亡Mの妻である亡Lは,Nの熱心な信者であり,被控訴人Gと共に,Nの活動を熱心に行っていた。亡Jは,真言宗の信者であって,Nを毛嫌いしており,亡M夫婦が本件不動産を継ぐことを心から心配していた。遺言状(乙7)中の「私が死んだら,O家は永久に真言宗でまつる事。他宗でまつるなら,墓,仏だんとも真言宗でまつってくれる子供に渡す事」との記載は,死後,本件不動産を長男夫婦に渡さないという亡Jの強い意思の表れである。亡Jにとって,本件不動産は唯一の自分の居場所であり,死後も本件不動産において夫が祭られている仏壇に入りたいという気持ちが強かったから,仏壇と本件不動産とは切り離せないものであり,単に仏壇だけを移して他の子供たちがこれを祭ればよいというものではなかった。

このような状況下で遺言状(乙7)が作成されたのであり,その時点(平成2年)で既に,亡Jは,亡Mに対し,死因贈与の意思はないことを表明していたことが推測できる。

イ 被控訴人Gらの主張

(ア) 前記アは,いずれも否認ないし争う。

控訴人らの主張は,亡Jが,いつ,誰に対して,どのような態様で,取消しの意思表示をしたのかが全く特定されていない。

(イ) 亡Mないし亡Lが亡Jの面倒をみていたことは,亡Lの陳述書(甲30)記載のとおりである。

(2)  遺留分減殺請求

ア 控訴人Aらの主張

(ア) 亡Jには本件不動産以外に見るべき財産がなかったから,仮に本件死因贈与契約が成立した場合,本件死因贈与契約は,亡Jの相続に関する控訴人Aらの遺留分を侵害するものである。

控訴人Aらの遺留分は,各自14分の1である。

平成15年7月4日,控訴人Aらは,同日付け控訴理由書の到達をもって,被控訴人Gらに対し,本件不動産について,遺留分減殺の意思表示をした。
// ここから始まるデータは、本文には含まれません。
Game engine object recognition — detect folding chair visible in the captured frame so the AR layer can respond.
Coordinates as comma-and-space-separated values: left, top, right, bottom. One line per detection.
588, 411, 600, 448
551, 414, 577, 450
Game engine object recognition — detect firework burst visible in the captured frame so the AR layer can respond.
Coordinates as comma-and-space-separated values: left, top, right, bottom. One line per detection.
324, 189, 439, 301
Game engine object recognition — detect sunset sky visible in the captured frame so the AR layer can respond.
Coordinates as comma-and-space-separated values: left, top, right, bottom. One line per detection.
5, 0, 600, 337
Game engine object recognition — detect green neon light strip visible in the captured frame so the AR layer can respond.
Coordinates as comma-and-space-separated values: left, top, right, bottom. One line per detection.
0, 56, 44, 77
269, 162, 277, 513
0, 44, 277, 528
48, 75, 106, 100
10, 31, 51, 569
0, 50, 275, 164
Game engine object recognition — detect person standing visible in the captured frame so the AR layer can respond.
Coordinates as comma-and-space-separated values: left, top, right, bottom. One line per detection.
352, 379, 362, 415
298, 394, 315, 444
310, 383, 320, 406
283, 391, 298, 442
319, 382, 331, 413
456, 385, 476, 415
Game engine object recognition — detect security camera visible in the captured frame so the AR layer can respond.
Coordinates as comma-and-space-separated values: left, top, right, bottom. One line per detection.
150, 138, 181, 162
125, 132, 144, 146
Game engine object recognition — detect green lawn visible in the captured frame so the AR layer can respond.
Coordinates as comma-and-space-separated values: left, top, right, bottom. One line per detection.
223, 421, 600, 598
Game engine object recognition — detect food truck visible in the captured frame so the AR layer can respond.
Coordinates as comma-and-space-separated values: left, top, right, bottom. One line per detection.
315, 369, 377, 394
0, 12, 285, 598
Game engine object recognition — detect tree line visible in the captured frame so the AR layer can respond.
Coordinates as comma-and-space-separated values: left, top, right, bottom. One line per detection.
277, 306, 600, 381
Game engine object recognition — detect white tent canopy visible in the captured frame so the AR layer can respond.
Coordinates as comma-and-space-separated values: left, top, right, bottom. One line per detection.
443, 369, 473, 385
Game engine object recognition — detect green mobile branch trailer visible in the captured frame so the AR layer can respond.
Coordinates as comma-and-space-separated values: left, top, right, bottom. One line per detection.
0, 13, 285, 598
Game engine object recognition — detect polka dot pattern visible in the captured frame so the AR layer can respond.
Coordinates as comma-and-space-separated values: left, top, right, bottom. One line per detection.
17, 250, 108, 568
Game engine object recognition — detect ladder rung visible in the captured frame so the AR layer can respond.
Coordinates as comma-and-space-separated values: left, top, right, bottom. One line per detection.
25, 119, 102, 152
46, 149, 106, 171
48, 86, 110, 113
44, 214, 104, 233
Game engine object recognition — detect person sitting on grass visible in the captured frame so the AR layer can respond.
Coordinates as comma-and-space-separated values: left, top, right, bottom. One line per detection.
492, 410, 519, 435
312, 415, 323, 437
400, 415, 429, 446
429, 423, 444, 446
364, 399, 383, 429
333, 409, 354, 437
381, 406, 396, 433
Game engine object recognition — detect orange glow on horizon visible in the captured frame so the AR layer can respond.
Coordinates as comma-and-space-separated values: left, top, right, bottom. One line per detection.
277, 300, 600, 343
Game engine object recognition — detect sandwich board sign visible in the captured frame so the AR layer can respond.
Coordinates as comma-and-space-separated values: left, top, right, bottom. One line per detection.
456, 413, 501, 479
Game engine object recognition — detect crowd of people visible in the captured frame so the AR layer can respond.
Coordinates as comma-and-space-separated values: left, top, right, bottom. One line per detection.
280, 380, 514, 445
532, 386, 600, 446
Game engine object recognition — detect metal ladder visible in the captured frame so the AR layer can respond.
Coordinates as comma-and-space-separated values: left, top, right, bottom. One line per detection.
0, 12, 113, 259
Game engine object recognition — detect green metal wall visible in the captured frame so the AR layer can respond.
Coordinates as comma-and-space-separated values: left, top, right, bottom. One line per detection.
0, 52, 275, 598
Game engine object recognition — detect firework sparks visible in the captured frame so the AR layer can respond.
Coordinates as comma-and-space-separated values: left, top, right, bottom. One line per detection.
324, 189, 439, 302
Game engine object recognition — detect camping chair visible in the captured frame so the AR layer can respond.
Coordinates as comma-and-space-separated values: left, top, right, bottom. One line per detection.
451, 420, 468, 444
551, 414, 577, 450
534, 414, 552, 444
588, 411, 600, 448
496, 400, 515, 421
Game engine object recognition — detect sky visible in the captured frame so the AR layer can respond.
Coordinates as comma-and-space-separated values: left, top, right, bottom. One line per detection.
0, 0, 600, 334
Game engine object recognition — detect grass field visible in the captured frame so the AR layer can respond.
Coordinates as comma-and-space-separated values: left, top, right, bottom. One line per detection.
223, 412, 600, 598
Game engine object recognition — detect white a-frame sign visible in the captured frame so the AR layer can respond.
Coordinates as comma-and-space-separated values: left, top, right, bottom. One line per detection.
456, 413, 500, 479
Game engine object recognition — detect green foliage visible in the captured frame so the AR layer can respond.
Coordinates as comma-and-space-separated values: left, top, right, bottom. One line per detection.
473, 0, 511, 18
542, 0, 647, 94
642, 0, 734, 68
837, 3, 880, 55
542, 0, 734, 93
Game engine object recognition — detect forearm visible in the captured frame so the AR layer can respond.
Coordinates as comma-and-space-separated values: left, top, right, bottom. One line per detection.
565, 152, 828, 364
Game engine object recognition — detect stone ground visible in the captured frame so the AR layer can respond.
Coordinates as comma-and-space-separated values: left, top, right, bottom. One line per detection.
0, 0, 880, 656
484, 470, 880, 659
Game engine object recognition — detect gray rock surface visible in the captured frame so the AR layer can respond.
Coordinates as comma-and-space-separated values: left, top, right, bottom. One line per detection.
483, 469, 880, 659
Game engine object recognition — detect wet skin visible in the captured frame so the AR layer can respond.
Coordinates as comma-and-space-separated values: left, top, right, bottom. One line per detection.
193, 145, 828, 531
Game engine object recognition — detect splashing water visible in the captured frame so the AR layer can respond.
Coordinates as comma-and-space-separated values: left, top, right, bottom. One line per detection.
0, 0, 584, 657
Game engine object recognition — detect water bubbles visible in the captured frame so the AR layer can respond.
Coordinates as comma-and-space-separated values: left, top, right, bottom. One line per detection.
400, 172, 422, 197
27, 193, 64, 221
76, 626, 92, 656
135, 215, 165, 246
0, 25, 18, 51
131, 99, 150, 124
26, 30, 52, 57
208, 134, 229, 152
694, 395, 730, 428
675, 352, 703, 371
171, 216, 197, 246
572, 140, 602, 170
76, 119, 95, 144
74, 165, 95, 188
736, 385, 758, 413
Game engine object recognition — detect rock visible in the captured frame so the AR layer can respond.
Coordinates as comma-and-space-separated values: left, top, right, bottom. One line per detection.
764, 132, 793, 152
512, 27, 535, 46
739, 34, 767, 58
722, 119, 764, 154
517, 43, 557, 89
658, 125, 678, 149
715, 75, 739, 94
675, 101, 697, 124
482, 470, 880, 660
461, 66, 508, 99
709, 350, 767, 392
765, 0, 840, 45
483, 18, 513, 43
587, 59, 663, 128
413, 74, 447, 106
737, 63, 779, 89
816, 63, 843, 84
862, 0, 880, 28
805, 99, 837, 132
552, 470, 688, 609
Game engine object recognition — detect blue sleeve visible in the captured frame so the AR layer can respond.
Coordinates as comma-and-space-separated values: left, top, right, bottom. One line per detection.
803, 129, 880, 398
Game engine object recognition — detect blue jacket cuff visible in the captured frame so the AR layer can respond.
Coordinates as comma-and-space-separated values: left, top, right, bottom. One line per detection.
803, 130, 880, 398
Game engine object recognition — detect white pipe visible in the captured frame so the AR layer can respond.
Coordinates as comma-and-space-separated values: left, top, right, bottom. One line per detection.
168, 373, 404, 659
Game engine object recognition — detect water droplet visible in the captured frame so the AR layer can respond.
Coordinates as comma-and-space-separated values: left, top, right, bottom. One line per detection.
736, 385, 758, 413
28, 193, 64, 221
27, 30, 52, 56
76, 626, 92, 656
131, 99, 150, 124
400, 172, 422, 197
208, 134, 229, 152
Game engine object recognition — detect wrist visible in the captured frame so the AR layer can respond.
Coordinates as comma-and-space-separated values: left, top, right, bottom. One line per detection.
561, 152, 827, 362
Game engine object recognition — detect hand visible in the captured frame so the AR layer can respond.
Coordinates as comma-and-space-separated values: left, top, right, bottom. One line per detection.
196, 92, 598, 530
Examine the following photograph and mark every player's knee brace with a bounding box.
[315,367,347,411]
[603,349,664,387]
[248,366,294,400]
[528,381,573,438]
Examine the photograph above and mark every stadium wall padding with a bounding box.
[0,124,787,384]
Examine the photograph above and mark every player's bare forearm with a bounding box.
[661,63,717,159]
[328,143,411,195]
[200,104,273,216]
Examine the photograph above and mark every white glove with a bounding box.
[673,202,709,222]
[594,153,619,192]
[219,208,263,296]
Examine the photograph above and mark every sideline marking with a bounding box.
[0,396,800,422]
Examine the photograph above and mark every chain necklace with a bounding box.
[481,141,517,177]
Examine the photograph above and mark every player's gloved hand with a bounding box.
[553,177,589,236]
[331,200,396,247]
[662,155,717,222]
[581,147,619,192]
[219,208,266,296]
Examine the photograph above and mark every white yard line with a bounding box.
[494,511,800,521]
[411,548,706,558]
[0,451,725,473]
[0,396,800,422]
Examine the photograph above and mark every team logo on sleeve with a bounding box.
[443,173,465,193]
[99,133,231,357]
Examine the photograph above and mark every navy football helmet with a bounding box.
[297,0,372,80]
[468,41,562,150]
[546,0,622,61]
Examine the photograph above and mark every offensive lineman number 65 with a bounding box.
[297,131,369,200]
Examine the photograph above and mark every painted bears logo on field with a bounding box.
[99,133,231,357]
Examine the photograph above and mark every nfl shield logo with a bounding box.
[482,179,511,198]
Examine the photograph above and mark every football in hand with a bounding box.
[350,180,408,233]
したがって,仮に本件死因贈与契約が成立したとしても,控訴人Aらは,本件不動産について,各自14分の1の共有持分権を有している。

(イ) 後記イ(イ)(消滅時効)に対する反論

(あ) 本件死因贈与契約については,亡J自身が書いたものが存在せず,何の裏付け証拠もなかったため,控訴人Aらは,本件死因贈与契約の成立が認められることは100パーセントないと信じていた。控訴人Aらとしては,原判決の正本の送達を受けたときに,初めて本件死因贈与契約の成立が認められる可能性があることを知ったのである。

したがって,本件の場合,控訴人Aらの遺留分減殺請求権の消滅時効は,原判決の正本が控訴人Aら訴訟代理人に送達された平成15年4月28日から進行するというべきであるから,未だ消滅時効は完成していない。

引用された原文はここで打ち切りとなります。